Considérant que la présente affaire n'a donné lieu à aucun dépens ; que, par suite, les conclusions présentées par chacune des parties à l'instance sur le fondement de ces dispositions ne peuvent qu'être rejetées ;

Sur les conclusions tendant à l'application de l'article L. 761-1 du code de justice administrative :

Considérant qu'aux termes de l'article L. 761-1 du code de justice administrative : Dans toutes les instances, le juge condamne la partie tenue aux dépens ou, à défaut, la partie perdante, à payer à l'autre partie la somme qu'il détermine, au titre des frais exposés et non compris dans les dépens. Le juge tient compte de l'équité ou de la situation économique de la partie condamnée.
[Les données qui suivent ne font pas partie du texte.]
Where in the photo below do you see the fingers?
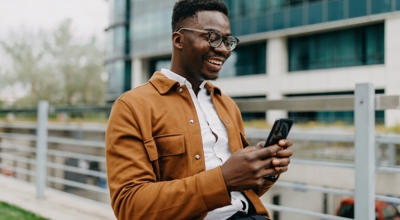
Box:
[278,139,293,148]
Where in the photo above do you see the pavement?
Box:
[0,175,116,220]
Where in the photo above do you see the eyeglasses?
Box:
[177,28,239,51]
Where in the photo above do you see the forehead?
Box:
[196,11,231,35]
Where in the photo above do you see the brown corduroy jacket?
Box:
[105,72,273,220]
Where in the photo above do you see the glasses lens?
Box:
[208,31,222,47]
[225,36,237,50]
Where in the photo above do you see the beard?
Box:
[199,71,218,80]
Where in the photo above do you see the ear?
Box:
[172,32,184,49]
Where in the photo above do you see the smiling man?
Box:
[106,0,292,220]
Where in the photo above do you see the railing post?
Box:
[354,83,375,220]
[36,101,49,199]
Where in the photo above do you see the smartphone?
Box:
[264,118,294,147]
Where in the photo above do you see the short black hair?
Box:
[171,0,229,32]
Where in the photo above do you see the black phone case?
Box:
[264,118,294,147]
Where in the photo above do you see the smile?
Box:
[207,59,223,65]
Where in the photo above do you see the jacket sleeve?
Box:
[105,100,230,220]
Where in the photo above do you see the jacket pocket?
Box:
[145,134,187,181]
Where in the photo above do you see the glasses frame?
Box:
[176,28,239,51]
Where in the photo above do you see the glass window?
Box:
[286,89,385,124]
[288,23,384,71]
[308,3,322,24]
[371,0,392,14]
[272,12,285,30]
[290,8,303,27]
[219,42,267,77]
[328,0,343,21]
[348,0,368,18]
[257,15,269,32]
[106,60,124,96]
[232,95,266,122]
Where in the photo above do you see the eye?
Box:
[210,31,221,43]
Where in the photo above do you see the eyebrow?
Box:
[204,28,232,36]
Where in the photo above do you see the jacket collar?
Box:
[149,71,221,95]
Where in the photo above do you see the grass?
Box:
[0,201,49,220]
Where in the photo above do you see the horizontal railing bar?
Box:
[0,163,36,176]
[0,142,36,153]
[0,132,105,148]
[0,153,36,165]
[274,181,354,196]
[0,95,400,113]
[274,181,400,204]
[263,203,349,220]
[47,162,107,178]
[290,158,354,169]
[47,150,106,162]
[235,95,400,112]
[290,158,400,173]
[0,105,112,114]
[375,195,400,204]
[47,176,109,194]
[0,122,106,132]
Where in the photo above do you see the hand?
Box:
[221,143,284,191]
[272,139,293,176]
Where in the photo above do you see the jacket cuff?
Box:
[198,166,231,211]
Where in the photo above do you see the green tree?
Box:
[0,19,105,107]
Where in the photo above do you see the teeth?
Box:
[208,60,222,65]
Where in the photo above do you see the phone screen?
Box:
[264,118,294,147]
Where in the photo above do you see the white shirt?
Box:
[161,69,249,219]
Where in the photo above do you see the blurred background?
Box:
[0,0,400,220]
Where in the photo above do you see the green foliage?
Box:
[0,20,105,108]
[0,202,47,220]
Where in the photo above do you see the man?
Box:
[106,0,292,220]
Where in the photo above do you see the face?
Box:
[178,11,232,86]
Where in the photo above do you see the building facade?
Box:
[106,0,400,126]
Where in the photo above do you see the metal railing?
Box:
[0,84,400,220]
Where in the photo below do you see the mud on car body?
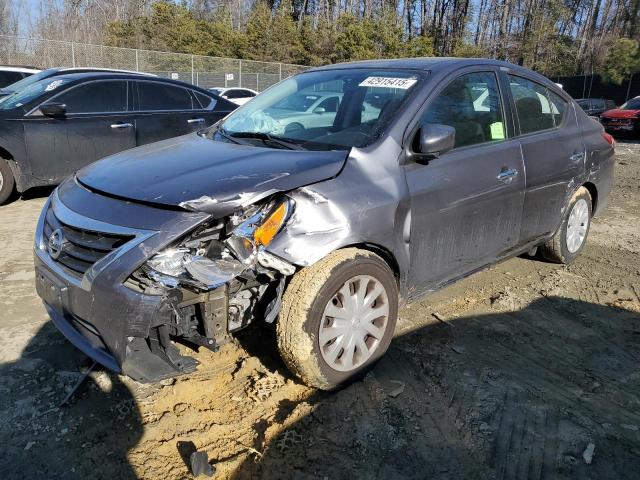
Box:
[35,59,613,389]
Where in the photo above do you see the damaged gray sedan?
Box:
[35,59,613,389]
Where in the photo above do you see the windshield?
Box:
[218,68,422,150]
[273,95,320,112]
[0,77,70,110]
[620,98,640,110]
[5,68,58,92]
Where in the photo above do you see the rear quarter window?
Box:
[509,75,566,134]
[138,82,193,111]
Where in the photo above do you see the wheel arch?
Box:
[338,242,402,287]
[582,182,598,216]
[0,145,14,160]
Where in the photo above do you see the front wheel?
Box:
[540,187,592,264]
[277,248,398,390]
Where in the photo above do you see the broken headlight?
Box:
[226,199,291,264]
[146,199,295,288]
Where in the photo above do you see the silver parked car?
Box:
[35,58,613,389]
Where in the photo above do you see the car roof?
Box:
[45,71,212,95]
[308,57,569,97]
[313,57,522,71]
[0,65,40,73]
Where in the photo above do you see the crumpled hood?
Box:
[602,108,640,118]
[77,134,349,216]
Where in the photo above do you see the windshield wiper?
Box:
[228,132,306,150]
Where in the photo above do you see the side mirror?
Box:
[413,123,456,161]
[40,102,67,118]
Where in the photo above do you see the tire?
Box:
[0,158,16,205]
[540,187,592,264]
[276,248,398,390]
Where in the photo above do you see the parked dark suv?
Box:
[35,59,613,389]
[0,72,236,205]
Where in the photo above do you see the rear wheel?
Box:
[277,248,398,390]
[540,187,592,264]
[0,158,16,205]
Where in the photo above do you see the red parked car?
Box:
[600,96,640,136]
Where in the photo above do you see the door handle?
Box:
[496,168,518,183]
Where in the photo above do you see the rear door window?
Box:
[509,75,564,134]
[548,90,568,127]
[56,80,127,114]
[138,82,193,111]
[423,72,506,147]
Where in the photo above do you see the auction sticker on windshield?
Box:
[358,77,418,90]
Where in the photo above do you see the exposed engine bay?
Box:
[126,195,296,381]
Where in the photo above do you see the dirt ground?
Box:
[0,142,640,480]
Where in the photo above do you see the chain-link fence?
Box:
[0,35,309,91]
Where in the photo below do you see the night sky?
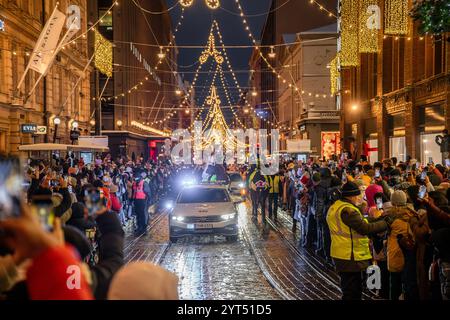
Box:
[166,0,271,110]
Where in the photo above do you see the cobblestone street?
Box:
[125,203,350,300]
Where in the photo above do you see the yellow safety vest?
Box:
[269,176,280,193]
[327,200,372,261]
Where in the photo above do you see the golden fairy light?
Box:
[330,56,340,95]
[384,0,409,35]
[94,29,113,77]
[199,28,223,64]
[340,0,359,67]
[359,0,381,53]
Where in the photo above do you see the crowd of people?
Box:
[0,149,450,300]
[0,155,178,300]
[247,153,450,300]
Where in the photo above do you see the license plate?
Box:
[195,223,214,229]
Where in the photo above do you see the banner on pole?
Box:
[28,8,66,74]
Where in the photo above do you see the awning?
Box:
[19,143,68,151]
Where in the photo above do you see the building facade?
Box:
[340,1,450,163]
[89,0,180,158]
[0,0,90,154]
[253,0,337,132]
[277,24,340,159]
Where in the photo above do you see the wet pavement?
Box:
[125,198,356,300]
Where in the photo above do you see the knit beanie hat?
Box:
[391,190,407,207]
[342,181,361,197]
[313,172,320,182]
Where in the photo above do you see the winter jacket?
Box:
[91,211,124,300]
[386,206,416,272]
[333,200,388,272]
[110,193,122,213]
[365,184,383,208]
[27,246,92,300]
[426,203,450,229]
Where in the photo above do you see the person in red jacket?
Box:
[0,207,93,300]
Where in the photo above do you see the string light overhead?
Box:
[199,28,223,64]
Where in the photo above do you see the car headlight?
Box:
[220,213,236,220]
[166,201,173,210]
[181,179,195,186]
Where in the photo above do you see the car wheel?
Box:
[225,235,238,242]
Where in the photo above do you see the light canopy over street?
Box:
[0,0,450,308]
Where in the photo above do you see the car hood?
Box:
[230,181,243,188]
[173,202,236,217]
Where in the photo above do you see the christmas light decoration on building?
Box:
[199,31,223,64]
[179,0,220,10]
[206,0,220,9]
[339,0,359,67]
[93,7,184,101]
[384,0,409,35]
[94,30,113,77]
[358,0,381,53]
[330,56,340,95]
[180,0,194,8]
[411,0,450,35]
[131,121,170,136]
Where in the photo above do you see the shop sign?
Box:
[70,130,80,140]
[321,132,341,159]
[286,139,311,153]
[22,123,37,133]
[35,126,47,134]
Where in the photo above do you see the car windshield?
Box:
[230,173,242,182]
[178,188,230,203]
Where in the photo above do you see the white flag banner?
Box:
[64,5,81,45]
[28,8,66,74]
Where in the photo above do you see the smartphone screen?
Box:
[420,171,427,181]
[376,198,383,210]
[419,186,427,199]
[35,202,55,231]
[375,169,380,178]
[445,159,450,167]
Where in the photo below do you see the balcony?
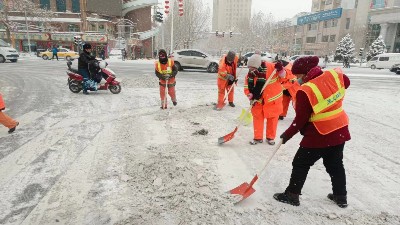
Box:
[122,0,158,15]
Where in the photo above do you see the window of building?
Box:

Il peut, même d'office, pour des raisons tirées des mêmes considérations, dire qu'il n'y a pas lieu à cette condamnation ;

Considérant, d'une part, que les dispositions de l'article L. 761-1 du code de justice administrative font obstacle à ce que le centre hospitalier Le Mas Careiron, qui n'est pas la partie perdante dans la présente instance, soit condamné à payer quelque somme que ce soit à Mme A au titre des frais exposés par elle et non compris dans les dépens ; que, d'autre part, il n'y a pas lieu, dans les circonstances de l'espèce, de mettre à la charge de Mme A quelque somme que ce soit à verser au centre hospitalier Le Mas Careiron au titre de ces dispositions ;

DÉCIDE

Article 1er : La requête de Mme A est rejetée.

Article 2 : Les conclusions présentées à titre principal et celles présentées sur le fondement des dispositions de l'article L. 761-1 du code de justice administrative par le centre hospitalier Le Mas Careiron sont rejetées.

Article 3 : Le présent arrêt sera notifié à Mme Eliane A et au centre hospitalier Le Mas Careiron.